For its part, Iran has continued to strike targets around the Gulf, increasing the already high cost of the war on the region and the global economy.
As well as Friday’s attack on the water plant, Kuwait Petroleum Corporation said its Mina al-Ahmadi refinery had been hit by drones. Fires were ignited at operating units, but no injuries were reported.
Other attacks were also reported to have been intercepted in Saudi Arabia and Abu Dhabi. Missile debris landed near the Israeli port of Haifa, site of a major oil refinery.
IRAN WAR CAUSES GLOBAL ECONOMIC UPHEAVAL
Global financial markets have whipsawed in response to expectations of a possible end to the war and the reopening of the Strait of Hormuz, which only isolated vessels have been able to transit since the start of the war.
In normal times, the Strait is the conduit for around a fifth of the world’s oil and natural gas. Its closure has also squeezed shipments of fertiliser, threatening a humanitarian crisis in developing countries in Asia and Africa.
On Friday, a container ship belonging to the French shipping group CMA CGM passed through, MarineTraffic vessel tracking data showed, a sign that Iran may not consider France a hostile nation. A liquefied natural gas container ship belonging to Japan’s Mitsui OSK Lines also transited the Strait.
While most markets in Asia were closed for Easter, Japan’s Nikkei share average rallied to trim its losses for the week following global efforts to restore Gulf oil shipments.
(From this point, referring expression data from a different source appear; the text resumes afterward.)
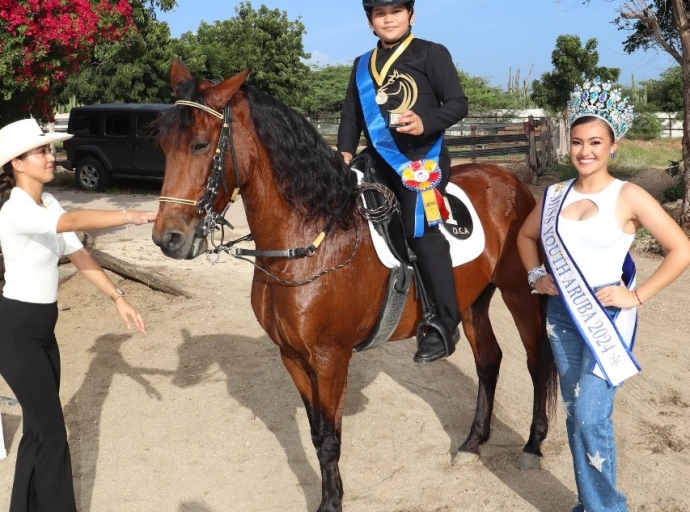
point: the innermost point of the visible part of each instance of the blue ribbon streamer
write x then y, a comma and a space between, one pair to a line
382, 139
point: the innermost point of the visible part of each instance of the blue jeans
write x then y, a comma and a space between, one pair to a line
588, 404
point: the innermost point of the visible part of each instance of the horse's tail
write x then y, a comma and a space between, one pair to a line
548, 376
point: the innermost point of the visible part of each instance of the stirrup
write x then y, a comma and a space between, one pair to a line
449, 339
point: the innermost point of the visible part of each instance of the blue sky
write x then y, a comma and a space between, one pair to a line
486, 38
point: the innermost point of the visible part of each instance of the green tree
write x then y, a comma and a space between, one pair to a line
132, 69
664, 24
264, 40
572, 64
326, 88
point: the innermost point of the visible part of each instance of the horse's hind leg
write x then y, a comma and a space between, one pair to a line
487, 359
528, 315
322, 387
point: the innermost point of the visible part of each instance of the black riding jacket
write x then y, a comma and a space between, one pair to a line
440, 103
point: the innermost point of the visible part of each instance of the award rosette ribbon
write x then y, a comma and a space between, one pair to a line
421, 176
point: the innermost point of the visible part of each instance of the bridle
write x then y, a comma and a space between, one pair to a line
213, 220
205, 205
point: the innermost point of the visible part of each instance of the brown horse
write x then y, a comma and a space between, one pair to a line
318, 303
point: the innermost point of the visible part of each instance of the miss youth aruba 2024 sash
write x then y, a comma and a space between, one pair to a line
609, 340
420, 176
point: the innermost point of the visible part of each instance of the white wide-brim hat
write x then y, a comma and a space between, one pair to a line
21, 136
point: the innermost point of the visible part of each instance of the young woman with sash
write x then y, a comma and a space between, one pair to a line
585, 227
403, 95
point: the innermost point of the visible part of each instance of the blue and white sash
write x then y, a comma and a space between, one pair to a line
609, 340
384, 144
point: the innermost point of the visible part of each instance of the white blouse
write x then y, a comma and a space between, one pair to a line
31, 247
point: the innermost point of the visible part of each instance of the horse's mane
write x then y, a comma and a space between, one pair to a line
311, 176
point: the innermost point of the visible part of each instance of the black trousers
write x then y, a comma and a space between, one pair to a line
30, 364
432, 249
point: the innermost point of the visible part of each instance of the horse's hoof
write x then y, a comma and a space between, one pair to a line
528, 461
464, 458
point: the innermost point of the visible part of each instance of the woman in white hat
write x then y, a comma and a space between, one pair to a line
34, 233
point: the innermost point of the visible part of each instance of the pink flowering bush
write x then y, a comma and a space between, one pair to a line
42, 42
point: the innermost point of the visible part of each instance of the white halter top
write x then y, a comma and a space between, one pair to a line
597, 245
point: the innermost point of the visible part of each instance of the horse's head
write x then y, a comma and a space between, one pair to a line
195, 136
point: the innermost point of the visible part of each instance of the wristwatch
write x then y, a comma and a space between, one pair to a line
117, 293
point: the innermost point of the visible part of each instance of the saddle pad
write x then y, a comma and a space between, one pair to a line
461, 251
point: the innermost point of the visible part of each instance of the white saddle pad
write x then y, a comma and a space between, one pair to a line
461, 251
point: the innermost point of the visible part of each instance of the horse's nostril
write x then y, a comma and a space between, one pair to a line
173, 240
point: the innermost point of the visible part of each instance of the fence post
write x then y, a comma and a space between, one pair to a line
473, 132
532, 153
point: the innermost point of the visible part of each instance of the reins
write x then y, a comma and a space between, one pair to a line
213, 220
Oil markets were closed after benchmark US crude prices gained 11 per cent on Thursday after a televised speech by Trump that offered no clear sign of an imminent end to the war.
On Thursday, Britain chaired a virtual meeting of some 40 countries to explore ways to restore freedom of navigation, but it did not produce any specific agreement. Tehran has offered a competing vision for future control of the strait, and said it was drafting a protocol with neighbouring Oman that would require ships to obtain permits and licences – something other countries would be unlikely to agree to. “International law doesn’t recognise pay-to-pass schemes,” European Union foreign policy chief Kaja Kallas wrote on social media.
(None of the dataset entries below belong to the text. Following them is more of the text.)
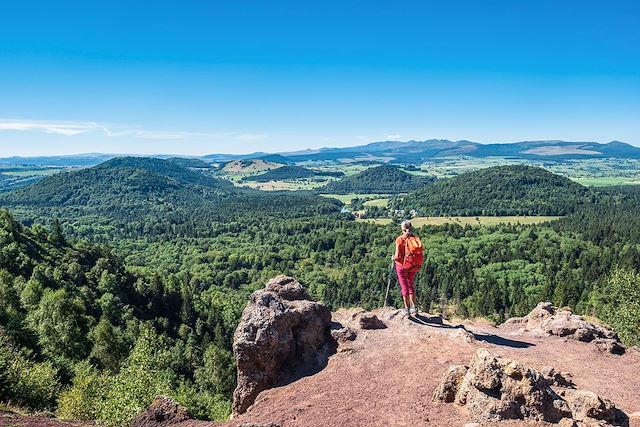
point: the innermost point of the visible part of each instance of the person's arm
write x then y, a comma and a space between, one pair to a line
398, 256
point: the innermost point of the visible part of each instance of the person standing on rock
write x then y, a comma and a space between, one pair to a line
409, 259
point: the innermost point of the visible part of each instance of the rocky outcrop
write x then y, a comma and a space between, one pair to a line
546, 319
494, 389
282, 335
370, 321
162, 412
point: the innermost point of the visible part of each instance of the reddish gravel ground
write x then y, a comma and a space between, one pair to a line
386, 377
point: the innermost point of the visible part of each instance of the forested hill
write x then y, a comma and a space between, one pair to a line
166, 168
129, 197
284, 173
384, 179
501, 190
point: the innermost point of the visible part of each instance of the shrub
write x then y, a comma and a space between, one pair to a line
24, 382
84, 399
620, 306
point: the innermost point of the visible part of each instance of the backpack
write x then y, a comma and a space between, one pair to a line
413, 253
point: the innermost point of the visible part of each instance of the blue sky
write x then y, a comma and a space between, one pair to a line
199, 77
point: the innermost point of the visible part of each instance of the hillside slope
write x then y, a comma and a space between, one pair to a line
383, 179
500, 190
284, 173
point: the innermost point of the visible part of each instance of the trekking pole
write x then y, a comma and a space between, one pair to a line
386, 295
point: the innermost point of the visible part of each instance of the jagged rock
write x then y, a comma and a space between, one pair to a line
464, 335
588, 407
343, 334
370, 321
162, 412
494, 389
446, 391
607, 345
562, 379
546, 319
282, 335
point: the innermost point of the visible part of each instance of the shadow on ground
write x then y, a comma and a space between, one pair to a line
436, 322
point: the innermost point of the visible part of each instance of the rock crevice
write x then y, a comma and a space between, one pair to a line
282, 336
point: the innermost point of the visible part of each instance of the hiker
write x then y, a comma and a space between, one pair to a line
408, 259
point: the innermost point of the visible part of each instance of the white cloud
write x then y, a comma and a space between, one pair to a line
58, 128
251, 137
122, 131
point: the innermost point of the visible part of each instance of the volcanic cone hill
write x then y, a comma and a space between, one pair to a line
500, 190
385, 179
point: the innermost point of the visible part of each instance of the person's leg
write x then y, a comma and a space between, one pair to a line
411, 277
402, 279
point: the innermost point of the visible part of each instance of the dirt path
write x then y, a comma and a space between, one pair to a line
386, 377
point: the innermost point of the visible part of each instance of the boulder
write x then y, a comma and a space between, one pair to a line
282, 336
607, 345
546, 319
162, 412
588, 407
450, 383
342, 334
494, 389
370, 321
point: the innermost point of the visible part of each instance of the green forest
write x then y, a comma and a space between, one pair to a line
124, 281
499, 190
385, 179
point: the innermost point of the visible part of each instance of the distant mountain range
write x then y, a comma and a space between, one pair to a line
408, 152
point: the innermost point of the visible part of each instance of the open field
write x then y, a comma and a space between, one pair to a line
381, 203
605, 181
468, 220
282, 185
370, 198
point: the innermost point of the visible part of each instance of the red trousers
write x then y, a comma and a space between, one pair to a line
406, 279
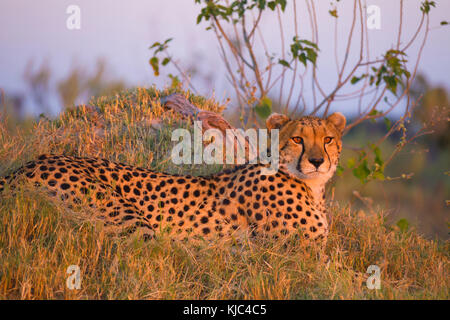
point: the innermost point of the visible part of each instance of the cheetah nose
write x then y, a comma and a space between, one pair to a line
316, 162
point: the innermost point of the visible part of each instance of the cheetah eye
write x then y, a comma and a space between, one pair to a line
297, 140
328, 140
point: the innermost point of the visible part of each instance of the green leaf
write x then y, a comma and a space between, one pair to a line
339, 170
387, 123
362, 171
264, 108
333, 13
356, 79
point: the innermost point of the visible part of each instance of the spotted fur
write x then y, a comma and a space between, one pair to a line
130, 199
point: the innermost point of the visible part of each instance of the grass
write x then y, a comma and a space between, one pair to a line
40, 238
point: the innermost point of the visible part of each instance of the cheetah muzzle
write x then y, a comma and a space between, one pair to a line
130, 199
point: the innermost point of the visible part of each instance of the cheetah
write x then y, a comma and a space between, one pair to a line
129, 199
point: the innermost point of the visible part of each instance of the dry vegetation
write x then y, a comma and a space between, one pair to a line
40, 238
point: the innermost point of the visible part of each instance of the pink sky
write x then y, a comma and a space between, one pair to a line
121, 32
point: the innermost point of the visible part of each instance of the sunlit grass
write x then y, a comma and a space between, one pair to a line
40, 238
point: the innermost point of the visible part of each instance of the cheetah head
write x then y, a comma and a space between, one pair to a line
309, 147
The UN Security Council is set to vote on Saturday on a Bahraini resolution to protect commercial shipping in and around the strait, diplomats said, but veto-wielding China made clear its opposition to authorising armed intervention.
Any military action would be “legitimising the unlawful and indiscriminate use of force, which would inevitably lead to further escalation of the situation and lead to serious consequences”, Chinese envoy Fu Cong told the Security Council on Thursday.